The present study evaluated a novel intravenous CGM system. As ivCGM may represent a suitable option for optimizing glycemic control in critical care while reducing the workload for HCPs, accuracy and safety of the device in a postsurgery cardiothoracic intensive care unit (ICU) were investigated.

Methods

A monocentric, open-label, single-arm, pilot study investigating the performance of GlucoMen Day ivCGM (A. Menarini Diagnostics, Florence, Italy) was conducted in patients hospitalized in a cardiothoracic surgery ICU after surgical interventions at the Department for Cardiac Surgery at the Medical University Graz. The study was approved by the local institutional review board (33-615 ex20/21) and was performed according to the International Conference on Harmonization of Technical Requirements for Registration of Pharmaceuticals for Human Use—Good Clinical Practice (ICH-GCP) and the Declaration of Helsinki.

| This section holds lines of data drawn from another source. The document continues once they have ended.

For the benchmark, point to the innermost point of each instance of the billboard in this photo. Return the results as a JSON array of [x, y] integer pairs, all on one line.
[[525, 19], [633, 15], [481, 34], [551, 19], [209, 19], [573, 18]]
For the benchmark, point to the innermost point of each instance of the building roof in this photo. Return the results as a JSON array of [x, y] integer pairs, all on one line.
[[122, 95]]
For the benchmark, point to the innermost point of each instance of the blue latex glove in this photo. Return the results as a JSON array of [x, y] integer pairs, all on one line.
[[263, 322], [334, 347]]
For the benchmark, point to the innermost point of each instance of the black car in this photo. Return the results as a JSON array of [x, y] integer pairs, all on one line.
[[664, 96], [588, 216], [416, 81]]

Primary objective of the study was to evaluate the accuracy of the ivCGM device in measuring blood glucose, compared with the standard laboratory reference measurements. Secondary objective was to evaluate the safety of the system.

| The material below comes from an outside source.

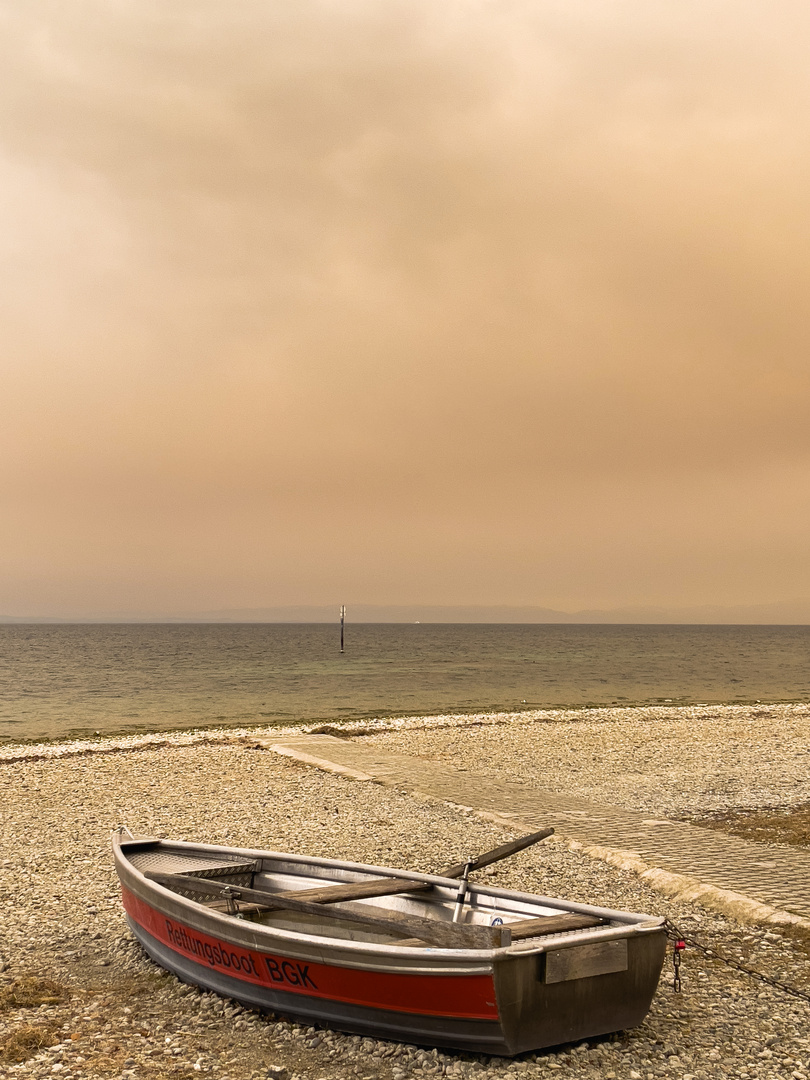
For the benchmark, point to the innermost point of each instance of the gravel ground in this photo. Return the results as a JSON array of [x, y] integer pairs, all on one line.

Study Participants, Study Device, and Study Procedure

According to the inclusion criteria, patients were hospitalized for cardiac surgery, aged older than 18 years; 10 out of 35 enrolled patients were people living with diabetes. Exclusion criteria included, among others, pregnancy and breastfeeding, history of bleeding disorders, hypersensitivity to fondaparinux sodium, anemia, and absence of suitable veins for intravenous catheter insertion. A detailed list of inclusion and exclusion criteria can be found in Additional file 1.

After a screening visit conducted before surgery, including physical examination and laboratory testing, eligible patients were included in the study. Patients were admitted to the ICU after cardiac surgery, where the ivCGM system was applied.

The ivCGM system is an intravascular microdialysis-based device intended to be used to continuously monitor intravenous glucose levels for up to 72 hours over the predefined range of 20 to 400 mg/dL. It comprises single-use and reusable components, as described in Figure 1 and depicted in Figure 2.

Figure 1.

The investigated ivCGM system: device description and composition.

Figure 2.

The investigated ivCGM system overview: bedside monitor (a), recorder (b), sensor kit (c), real-time glucose data display (d), ivCGM system arranged at patient bedside (e).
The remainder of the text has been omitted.